Se rió de su propia broma, se instaló a treinta pasos de la tienda, junto a un matorral, y, envolviéndose en la manta, se echó a dormir.

La noche era tranquila, estrellada, y horas después Kazán tendió la cabeza entre las patas delanteras y se adormiló, pero muy pronto lo despertó el crujido de una rama. El Danés siguió durmiendo, pero Kazán se puso inmediatamente en pie, olfateando nerviosamente el aire. El olor que percibiera durante el día era entonces muy fuerte a su alrededor y permaneció quieto y tembloroso de impaciencia. Lentamente, desde más allá de los árboles que cobijaban la tienda, apareció una figura que no era la del profesor. Se acercó con cautela, ton la cabeza baja y hundida entre los hombros, y la luz de las estrellas puso al descubierto el criminal rostro de Sandy Mac Trigger. Kazán se acurrucó, con la cabeza entre sus patas anteriores, mientras enseñaba los dientes. Pero no hizo ruido alguno que revelara su presencia debajo del matorral. Paso a paso, se acercó Sandy y por último llegó a la entrada de la tienda.

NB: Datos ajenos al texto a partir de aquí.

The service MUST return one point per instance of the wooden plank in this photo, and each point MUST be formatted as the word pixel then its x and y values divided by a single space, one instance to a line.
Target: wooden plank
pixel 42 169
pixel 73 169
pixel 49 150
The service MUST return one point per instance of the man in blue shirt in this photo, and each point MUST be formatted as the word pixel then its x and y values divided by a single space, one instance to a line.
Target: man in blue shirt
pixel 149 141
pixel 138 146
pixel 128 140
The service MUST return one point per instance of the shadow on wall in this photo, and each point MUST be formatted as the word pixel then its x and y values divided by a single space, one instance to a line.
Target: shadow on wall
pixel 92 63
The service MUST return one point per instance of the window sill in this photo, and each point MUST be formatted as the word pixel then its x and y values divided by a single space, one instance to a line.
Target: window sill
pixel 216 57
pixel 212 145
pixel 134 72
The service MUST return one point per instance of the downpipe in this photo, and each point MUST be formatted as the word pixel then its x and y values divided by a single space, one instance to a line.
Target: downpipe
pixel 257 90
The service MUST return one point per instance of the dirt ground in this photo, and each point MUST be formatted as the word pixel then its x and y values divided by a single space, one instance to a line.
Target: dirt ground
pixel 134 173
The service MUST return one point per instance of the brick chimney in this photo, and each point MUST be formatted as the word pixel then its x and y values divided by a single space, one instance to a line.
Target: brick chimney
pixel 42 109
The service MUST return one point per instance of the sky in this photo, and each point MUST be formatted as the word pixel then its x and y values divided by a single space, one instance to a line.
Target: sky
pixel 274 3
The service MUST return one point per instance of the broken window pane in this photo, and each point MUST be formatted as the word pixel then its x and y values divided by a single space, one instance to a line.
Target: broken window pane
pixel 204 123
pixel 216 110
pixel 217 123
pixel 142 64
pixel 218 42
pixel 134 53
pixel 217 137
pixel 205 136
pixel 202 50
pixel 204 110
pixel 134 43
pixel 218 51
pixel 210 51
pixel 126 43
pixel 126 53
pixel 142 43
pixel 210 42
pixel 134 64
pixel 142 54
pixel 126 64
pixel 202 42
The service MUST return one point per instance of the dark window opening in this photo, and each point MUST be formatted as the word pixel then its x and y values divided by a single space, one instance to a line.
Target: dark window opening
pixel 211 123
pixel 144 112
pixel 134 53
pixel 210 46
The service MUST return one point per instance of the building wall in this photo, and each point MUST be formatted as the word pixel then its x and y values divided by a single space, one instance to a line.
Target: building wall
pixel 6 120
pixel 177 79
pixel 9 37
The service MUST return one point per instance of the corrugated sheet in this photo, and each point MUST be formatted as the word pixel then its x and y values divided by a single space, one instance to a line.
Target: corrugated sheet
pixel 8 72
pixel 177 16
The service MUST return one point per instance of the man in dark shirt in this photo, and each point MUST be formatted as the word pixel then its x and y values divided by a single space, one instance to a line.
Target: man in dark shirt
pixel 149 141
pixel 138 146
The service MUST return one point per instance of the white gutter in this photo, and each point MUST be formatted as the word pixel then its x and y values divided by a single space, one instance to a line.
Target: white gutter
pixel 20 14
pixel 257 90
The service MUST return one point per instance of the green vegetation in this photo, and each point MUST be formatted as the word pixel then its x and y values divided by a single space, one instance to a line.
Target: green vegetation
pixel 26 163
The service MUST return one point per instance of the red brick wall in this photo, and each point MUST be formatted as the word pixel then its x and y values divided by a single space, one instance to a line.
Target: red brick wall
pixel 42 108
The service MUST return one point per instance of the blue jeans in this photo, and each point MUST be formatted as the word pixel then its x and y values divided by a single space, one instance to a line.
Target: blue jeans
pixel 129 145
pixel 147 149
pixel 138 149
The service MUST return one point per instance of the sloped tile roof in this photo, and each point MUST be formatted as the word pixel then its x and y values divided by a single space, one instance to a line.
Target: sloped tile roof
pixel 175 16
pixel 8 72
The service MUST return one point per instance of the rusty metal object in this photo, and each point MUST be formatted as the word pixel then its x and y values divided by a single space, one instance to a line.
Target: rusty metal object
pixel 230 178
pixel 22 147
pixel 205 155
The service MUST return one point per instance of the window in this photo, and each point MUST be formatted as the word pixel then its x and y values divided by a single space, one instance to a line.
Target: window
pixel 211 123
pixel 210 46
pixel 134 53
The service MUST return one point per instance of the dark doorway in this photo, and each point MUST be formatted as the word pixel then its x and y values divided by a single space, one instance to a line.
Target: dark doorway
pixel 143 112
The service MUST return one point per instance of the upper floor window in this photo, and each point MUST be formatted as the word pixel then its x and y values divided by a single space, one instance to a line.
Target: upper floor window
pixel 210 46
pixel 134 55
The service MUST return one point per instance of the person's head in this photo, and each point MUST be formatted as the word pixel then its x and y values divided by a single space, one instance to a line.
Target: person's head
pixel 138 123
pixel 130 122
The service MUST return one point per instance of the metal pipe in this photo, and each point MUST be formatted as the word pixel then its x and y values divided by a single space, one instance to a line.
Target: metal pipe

Entonces no llevaba en la mano garrote ni látigo alguno, sino algo de acero que brillaba. Detúvose a la entrada de la tienda y miró al interior dando la espalda a Kazán.

Silenciosa y rápidamente, y obrando como los lobos en cada uno de sus movimientos, Kazán se puso en pie. Olvidó la cadena que lo retenía, pues a tres metros de distancia estaba el enemigo que odiaba sobre todos los demás que conociera. Y toda la fuerza de su espléndido cuerpo se concentró para saltar.

Por último dio el salto y tan violento fue que la cadena no lo retuvo, aunque el choque de la rotura castigó duramente su cuello. El tiempo y los elementos habían adelgazado la piel del collar que llevaba desde la remota época de su esclavitud en el tiro del trineo, y se rompió con ligero ruido. Sandy se volvió y después de un segundo salto, los dientes de Kazán se clavaron en su brazo. Dando un grito de asombro y dolor el hombre cayó, y mientras con su enemigo se revolcaba por el suelo, se oyó la bronca voz del Danés que daba la alarma mientras tiraba con toda su fuerza de la cuerda que lo retenía. En la caída Kazán perdió la presa y en un momento estuvo nuevamente en pie, dispuesto para la acometida, pero entonces cambió repentinamente de idea. Observó que estaba libre. Ya no sentía el collar, y el bosque, las estrellas y el viento lo rodeaban. A su lado estaban los hombres, pero lejos se hallaba Loba Gris. Agachó las orejas y como una sombra se deslizó hacia las tinieblas y hacia la libertad gloriosa.

A un centenar de metros ocurría algo que le obligó a detenerse por un instante. No era ya la voz del enorme Danés, sino el seco crac, crac, crac de la pistola automática del profesor. Y dominando el ruido de las detonaciones surgió la voz de Sandy Mac Trigger en terrible y desesperado grito.